PROgramming expert
When the seemingly impossible task of programming is decoded, the possibilities are endless.
“I have a passion for creating things that people love to use, so I want to take these things that I know and bring them to table.”
If there’s one word in the English dictionary that sparks a topic of endless discussion with sophomore Ethan Lee, it’s ‘code’. The four letter word has been the basis of everything he’s created, whether it be iPhone apps, websites or even a business. It’s not every day that you come across someone who has created a non-profit organization for clubs or has collaborated with multiple people to create study tools. Programming is at the heart of it all.
But let’s re-wind to the beginning in fifth grade, when Lee’s dad challenged him to create his own iPhone app.
“I purchased a book that would change my life: Objective-C for Dummies,” Lee said. “I had no prior exposure to programming so learning on my own seemed like an impossible task for fifth-grade me. Nevertheless, I pored over the book and brought it everywhere, developing a great intolerance for giving up. I ended up creating small iPhone games for my friends to play throughout middle school.”
Now a sophomore, Lee has progressed as a programmer and has collaborated on various projects with fellow students at SMCHS, one being a business called Nest Communities, that strives to bring safe and engaging social networking and question-and-answer sites to schools.
“We are trying to work out a deal with the school to push it out to SM, but they blocked it from all of the students’ tablets,” Lee said. “However, we are not giving up on this and are making some changes right now to have it meet their expectations for launching it at our school.”
In addition, this year Lee has created PIXeL, a non-profit organization for clubs that teaches people to pursue computer science through design, code and business. PIXeL is a club that teaches web technologies such as JavaScript, HTML and CSS due to the applicability to the world of Internet.
“It’s inspiring to see people come up to me with websites that they’ve designed on their own, using things that we’ve taught them,” Lee said.
Lee has also contributed to some open-source plugins (a software that enhances a program or system) for the WordPress blogging platform, which now powers around 23 percent of the Internet, including our own SMCHS Eagle Eye website. He has a blog of his own as well, because unlike programming and code, there are no rules.
“I have always loved the blogging medium,” Lee said. “There’s a certain way that people write on blogs that differ from newspapers, essays or magazines, and it’s very personal and meaningful. That’s why I started a blog — to be able to express my own thoughts and opinions easily and accessibly.”

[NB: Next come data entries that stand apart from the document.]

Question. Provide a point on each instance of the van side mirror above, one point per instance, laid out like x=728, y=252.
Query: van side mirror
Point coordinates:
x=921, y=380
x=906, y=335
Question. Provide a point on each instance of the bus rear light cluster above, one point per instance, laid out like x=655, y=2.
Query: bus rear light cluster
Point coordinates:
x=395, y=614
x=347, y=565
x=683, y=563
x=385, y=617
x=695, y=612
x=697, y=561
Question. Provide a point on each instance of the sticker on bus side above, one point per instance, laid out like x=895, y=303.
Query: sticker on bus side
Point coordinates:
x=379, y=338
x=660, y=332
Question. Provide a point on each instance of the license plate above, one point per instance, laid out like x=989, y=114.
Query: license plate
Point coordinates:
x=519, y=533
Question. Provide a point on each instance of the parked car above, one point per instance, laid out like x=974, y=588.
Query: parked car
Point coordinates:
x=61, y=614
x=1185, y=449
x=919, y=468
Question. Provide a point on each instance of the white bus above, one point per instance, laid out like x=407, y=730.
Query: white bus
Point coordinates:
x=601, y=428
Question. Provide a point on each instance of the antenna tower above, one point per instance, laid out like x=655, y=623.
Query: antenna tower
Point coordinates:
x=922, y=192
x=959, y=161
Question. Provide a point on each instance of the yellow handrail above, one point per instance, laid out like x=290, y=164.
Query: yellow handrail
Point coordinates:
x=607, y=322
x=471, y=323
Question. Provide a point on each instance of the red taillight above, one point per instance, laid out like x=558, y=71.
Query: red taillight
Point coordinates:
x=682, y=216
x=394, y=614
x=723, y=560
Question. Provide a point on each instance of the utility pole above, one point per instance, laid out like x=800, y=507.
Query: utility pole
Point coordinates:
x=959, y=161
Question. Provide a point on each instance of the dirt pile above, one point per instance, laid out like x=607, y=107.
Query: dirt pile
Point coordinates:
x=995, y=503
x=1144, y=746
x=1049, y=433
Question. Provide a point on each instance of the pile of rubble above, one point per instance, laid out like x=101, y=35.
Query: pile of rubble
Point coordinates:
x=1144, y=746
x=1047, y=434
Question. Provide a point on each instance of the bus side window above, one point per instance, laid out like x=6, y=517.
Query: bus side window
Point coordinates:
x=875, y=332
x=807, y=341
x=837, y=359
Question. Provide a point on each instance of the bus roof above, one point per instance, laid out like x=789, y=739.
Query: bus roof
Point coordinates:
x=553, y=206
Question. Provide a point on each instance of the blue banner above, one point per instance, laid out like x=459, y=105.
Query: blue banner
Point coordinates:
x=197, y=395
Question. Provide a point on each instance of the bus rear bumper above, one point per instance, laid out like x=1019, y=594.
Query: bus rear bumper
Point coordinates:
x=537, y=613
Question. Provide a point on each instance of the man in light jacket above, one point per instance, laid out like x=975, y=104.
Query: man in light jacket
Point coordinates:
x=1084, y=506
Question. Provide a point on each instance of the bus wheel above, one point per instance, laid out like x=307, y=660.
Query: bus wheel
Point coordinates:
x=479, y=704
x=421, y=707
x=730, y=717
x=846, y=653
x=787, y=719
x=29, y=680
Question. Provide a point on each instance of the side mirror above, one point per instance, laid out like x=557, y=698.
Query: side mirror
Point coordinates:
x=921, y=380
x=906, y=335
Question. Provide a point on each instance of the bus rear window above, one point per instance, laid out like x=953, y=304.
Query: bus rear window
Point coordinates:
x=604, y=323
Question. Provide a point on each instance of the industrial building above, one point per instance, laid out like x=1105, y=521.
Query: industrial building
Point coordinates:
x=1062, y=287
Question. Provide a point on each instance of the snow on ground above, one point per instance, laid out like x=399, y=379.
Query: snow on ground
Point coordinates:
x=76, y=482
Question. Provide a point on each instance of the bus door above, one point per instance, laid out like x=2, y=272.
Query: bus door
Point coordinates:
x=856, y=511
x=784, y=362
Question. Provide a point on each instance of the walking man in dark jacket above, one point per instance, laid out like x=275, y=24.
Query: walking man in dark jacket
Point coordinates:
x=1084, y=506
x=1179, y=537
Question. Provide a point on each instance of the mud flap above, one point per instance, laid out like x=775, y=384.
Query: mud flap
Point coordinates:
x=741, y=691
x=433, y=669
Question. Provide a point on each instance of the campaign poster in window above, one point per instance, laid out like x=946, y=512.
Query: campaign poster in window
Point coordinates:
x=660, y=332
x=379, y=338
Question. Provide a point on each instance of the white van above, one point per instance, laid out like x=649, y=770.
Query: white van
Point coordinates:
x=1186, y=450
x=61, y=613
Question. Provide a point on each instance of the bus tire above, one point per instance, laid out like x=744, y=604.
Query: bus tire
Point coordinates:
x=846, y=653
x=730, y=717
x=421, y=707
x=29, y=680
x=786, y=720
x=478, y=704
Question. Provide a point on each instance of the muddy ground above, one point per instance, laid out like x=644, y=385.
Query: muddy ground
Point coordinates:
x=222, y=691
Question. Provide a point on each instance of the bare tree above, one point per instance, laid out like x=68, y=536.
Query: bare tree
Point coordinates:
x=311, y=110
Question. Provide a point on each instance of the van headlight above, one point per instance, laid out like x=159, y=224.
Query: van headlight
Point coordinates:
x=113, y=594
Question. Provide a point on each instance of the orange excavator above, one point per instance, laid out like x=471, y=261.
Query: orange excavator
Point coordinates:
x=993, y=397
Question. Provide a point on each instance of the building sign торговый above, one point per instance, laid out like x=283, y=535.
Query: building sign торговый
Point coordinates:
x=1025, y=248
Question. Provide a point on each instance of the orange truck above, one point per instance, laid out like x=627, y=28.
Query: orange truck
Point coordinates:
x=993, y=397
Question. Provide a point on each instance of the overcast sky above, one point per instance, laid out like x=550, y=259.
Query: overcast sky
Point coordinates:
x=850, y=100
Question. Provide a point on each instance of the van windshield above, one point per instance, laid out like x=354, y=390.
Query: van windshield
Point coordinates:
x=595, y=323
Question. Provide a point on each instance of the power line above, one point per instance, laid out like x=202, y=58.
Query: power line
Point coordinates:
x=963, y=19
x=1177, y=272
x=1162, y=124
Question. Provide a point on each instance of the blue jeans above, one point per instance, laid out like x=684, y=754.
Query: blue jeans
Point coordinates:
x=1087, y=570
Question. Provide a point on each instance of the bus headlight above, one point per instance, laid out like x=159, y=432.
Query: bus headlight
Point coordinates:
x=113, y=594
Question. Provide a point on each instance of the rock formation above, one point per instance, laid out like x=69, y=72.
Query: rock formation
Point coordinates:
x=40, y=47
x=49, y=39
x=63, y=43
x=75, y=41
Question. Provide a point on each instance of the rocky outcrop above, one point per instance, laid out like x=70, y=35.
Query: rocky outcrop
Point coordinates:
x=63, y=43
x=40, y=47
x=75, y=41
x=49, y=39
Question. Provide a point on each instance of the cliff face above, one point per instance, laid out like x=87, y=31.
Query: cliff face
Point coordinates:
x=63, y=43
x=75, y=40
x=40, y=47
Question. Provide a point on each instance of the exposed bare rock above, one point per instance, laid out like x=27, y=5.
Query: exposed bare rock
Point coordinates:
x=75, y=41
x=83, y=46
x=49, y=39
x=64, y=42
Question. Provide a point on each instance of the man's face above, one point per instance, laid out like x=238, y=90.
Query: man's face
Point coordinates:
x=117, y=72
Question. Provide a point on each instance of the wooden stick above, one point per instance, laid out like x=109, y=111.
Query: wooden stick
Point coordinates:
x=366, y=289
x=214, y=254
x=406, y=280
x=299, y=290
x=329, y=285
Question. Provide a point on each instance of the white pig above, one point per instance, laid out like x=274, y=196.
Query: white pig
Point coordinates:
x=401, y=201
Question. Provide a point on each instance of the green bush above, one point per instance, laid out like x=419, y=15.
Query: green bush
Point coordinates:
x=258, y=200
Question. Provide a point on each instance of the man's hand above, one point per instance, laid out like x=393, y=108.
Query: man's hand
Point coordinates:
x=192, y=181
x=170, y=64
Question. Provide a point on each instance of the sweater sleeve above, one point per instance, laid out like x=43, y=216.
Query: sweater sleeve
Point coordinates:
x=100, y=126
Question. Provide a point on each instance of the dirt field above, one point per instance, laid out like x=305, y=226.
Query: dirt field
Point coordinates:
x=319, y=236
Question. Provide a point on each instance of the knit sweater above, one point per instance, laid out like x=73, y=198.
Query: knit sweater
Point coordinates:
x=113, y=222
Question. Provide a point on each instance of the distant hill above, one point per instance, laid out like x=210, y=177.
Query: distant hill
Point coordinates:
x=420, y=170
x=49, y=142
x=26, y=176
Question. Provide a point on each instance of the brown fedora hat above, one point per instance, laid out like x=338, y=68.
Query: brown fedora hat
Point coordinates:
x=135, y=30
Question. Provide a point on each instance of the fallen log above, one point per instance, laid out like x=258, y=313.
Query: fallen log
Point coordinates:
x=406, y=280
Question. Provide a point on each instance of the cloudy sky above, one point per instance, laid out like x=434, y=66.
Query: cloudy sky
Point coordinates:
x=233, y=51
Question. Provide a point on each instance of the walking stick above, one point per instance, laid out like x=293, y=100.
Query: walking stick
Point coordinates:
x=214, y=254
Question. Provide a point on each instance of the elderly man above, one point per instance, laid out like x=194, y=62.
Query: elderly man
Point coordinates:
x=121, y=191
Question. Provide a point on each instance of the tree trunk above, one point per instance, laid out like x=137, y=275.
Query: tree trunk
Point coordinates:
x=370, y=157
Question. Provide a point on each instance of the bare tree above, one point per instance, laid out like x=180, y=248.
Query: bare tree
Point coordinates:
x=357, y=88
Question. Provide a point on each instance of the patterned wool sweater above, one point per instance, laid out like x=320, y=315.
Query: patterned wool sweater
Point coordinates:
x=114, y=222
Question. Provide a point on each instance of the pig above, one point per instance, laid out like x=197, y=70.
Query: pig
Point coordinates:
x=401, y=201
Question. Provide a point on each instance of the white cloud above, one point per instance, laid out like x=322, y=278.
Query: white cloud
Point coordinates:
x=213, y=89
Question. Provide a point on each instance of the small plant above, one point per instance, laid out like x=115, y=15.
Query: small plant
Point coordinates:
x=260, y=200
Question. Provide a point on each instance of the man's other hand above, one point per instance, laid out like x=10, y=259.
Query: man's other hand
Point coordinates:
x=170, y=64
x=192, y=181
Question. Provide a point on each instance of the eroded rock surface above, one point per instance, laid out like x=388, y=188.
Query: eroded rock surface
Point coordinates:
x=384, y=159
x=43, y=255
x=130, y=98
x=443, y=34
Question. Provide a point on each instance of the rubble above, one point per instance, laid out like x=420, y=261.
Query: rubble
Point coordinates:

Blogging and websites is just the beginning. Lee still has a whole future ahead of him with programming, but in the meantime he’s set on focusing on “getting enough sleep at night and keeping [his] math grade up.”
“It’d be great to get into software engineering as a career, but at heart I am a creator,” Lee said. “I carefully design and craft experiences that I think people will enjoy, and I would willingly forfeit a job in engineering and risk entrepreneurship so that I can do just that.”